I don’t trust the Pauls. Weak on foreign policy, weak on the borders, weak on defending marriage.
“I dont trust the Pauls. Weak on foreign policy, weak on the borders, weak on defending marriage.”
My thought exactly. So I am concerned that CPAC was way more interested in Paul than Cruz. At least if you gauge popularity via their straw poll.
The Ron Paul organization has always been good at rallying the younger hot doggies to CPAC. That’s as far as it goes though.
Would love to hear JR’s position on pre-emptively attacking Iran for their terrorist funding and the national security threat they possess.
A RINO's dream come true!
I have the same worries.
That said, a Cruz/Paul ticket would pull in a chunk of the Hispanic block, all of the Paulbots, and the vast majority of conservatives.

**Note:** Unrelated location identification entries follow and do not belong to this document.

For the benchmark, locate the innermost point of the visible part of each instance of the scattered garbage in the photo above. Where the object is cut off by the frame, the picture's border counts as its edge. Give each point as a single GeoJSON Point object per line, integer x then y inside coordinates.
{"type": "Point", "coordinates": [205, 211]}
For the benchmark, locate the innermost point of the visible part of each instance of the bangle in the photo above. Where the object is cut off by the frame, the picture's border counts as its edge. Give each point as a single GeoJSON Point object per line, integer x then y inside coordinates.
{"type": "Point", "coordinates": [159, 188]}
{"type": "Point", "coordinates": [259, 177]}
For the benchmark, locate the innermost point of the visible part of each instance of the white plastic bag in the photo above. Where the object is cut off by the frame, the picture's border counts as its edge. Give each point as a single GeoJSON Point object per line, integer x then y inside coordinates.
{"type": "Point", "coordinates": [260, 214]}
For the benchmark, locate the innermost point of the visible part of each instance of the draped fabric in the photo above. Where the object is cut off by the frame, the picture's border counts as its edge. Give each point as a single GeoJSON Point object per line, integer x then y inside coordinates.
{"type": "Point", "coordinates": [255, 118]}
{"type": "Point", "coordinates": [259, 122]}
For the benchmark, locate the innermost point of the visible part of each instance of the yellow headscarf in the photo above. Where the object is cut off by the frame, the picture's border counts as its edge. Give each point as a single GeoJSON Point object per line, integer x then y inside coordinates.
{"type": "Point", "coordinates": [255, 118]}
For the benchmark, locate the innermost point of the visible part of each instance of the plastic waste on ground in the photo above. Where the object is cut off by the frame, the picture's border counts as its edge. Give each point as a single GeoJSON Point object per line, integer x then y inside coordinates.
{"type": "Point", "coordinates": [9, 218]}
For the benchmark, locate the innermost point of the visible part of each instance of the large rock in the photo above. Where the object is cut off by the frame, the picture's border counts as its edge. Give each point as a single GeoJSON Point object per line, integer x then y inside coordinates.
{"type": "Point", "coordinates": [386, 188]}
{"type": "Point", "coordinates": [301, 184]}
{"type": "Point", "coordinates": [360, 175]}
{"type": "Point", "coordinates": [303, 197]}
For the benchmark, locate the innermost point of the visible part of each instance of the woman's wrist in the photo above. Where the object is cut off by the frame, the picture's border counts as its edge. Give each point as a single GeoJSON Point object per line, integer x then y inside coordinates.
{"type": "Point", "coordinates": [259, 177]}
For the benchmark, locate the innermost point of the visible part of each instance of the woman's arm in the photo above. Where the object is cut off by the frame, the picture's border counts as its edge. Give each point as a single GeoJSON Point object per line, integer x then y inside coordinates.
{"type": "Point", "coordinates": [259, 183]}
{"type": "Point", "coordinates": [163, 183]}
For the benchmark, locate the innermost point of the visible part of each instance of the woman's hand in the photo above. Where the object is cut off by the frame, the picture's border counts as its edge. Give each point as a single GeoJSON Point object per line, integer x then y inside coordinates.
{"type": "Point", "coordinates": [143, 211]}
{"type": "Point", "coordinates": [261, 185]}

Rather than asking me, why not ask the boss? Good FReepers make a point to ping whomever is being discussed in a post. You've been here longer than me and that's a longstanding tradition of being a good guest here in Mr. Robinson's venue.
To what purpose?
It's not about Obama. It's not about defense.
I already know that they think or say our could do to "stop" Obama. Big deal. I'm interested in their take on what they think "Republican" should mean.
I hope I'm wrong, but ... Romney or somebody like him is going to rise like a vampire again in 2016. The primaries will make sure of it. Unless the GOP makes a 180. But no -- the conversation has to be about a weasel fraud like Obama.
Just sayin', be prepared for that "surprise."
Just curious if you’re aware that Dr. Rand Paul owned and managed his own medical specialty practice?
I don’t disagree with your main point, in that I won’t be surprised if neither Cruz nor Paul ends up as the nominee from the conservative/liberatarian side of the aisle.
It’s clear neither will ever have full support fom the GOP-e and they’ll keep the pot stirred and the conservative circular firing squad well supplied with ammo.
Should never have allowed Iran to develop nukes. There’s going to be hell to pay for that.
Bashing Obama is nearly an end unto itself. That said, they are both outstanding critics of the President and his ideology. His views will live on after he is done. They need to be thoroughly discredited, and Paul and Cruz are both really good at it. There’s not a dime’s worth of difference between Hillary and Barack. Keep pounding him and pissing off the McCains of the world as a bonus.
The GOPe candidate of choice will be Christie or Bush. If we get a groundswell of grass roots support, maybe Rick Perry or Scott Walker could catch on fire and give us some hope. I would love to see either of them paired with Sarah Palin, but I’m probably dreaming.
There is ocean size difference between going after terrorists with special units such as the Navy Seals and starting wars with sovereign nations without conclusive evidence of WMD’s. For example spending 2 Trillion dollars borrowed from China and Japan to attack Iraq was an ocean size folly. A country with debt bigger than GDP has no business protecting oil supplies to China and Japan from middle-east with borrowed money from China and Japan. It is plain stupid.